Walk barefoot on an asphalt road and you’ll soon realize how good the substance is at storing solar heat – the heat-storing qualities of roadways has even been put forward as an explanation as to why cities tend to be warmer than surrounding rural areas.
Not content to see all that heat going to waste, researchers from the University of Rhode Island (URI) want to put it to use in a system that harvests solar heat from the road to melt ice, heat buildings, or to create electricity.
“We have mile after mile of asphalt pavement around the country, and in the summer it absorbs a great deal of heat, warming the roads up to 140 degrees or more,” said Prof.
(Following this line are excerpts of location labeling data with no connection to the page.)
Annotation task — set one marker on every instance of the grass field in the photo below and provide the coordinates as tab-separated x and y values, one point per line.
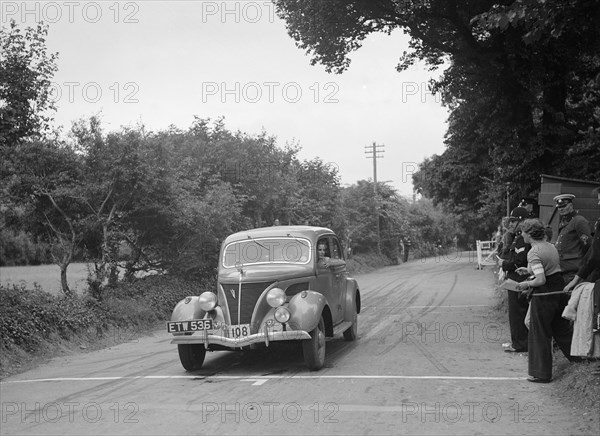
47	276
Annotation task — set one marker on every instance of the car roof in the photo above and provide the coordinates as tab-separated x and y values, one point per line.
309	232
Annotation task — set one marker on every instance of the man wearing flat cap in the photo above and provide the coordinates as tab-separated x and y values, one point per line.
517	304
574	236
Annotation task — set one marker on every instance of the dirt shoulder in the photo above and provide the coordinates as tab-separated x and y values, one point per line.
577	385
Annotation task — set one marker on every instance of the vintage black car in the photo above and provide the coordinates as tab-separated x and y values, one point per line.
273	285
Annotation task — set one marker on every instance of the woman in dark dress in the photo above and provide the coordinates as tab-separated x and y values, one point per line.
546	321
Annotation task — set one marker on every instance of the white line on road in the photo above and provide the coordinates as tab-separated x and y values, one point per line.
257	381
422	307
267	377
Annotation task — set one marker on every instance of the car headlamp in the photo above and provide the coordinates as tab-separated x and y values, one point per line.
207	301
282	314
275	297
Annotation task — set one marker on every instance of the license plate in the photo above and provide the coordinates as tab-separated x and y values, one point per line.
189	326
239	331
K. Wayne Lee, leader of the URI project. “If we can harvest that heat, we can use it for our daily use, save on fossil fuels, and reduce global warming.”
The research team has four main ideas for how that harvesting could be performed.
Cells on barriers
A relatively simple method of harnessing the sunlight shining on the road, if not the heat stored in it, is to wrap flexible photovoltaic cells around the top of the Jersey barriers on divided highways (Jersey barriers are those long rectangular concrete slabs). These cells could also be embedded in the asphalt between the barriers and the adjacent rumble strips. The electricity generated by the cells could be used to power streetlights and illuminate road signs.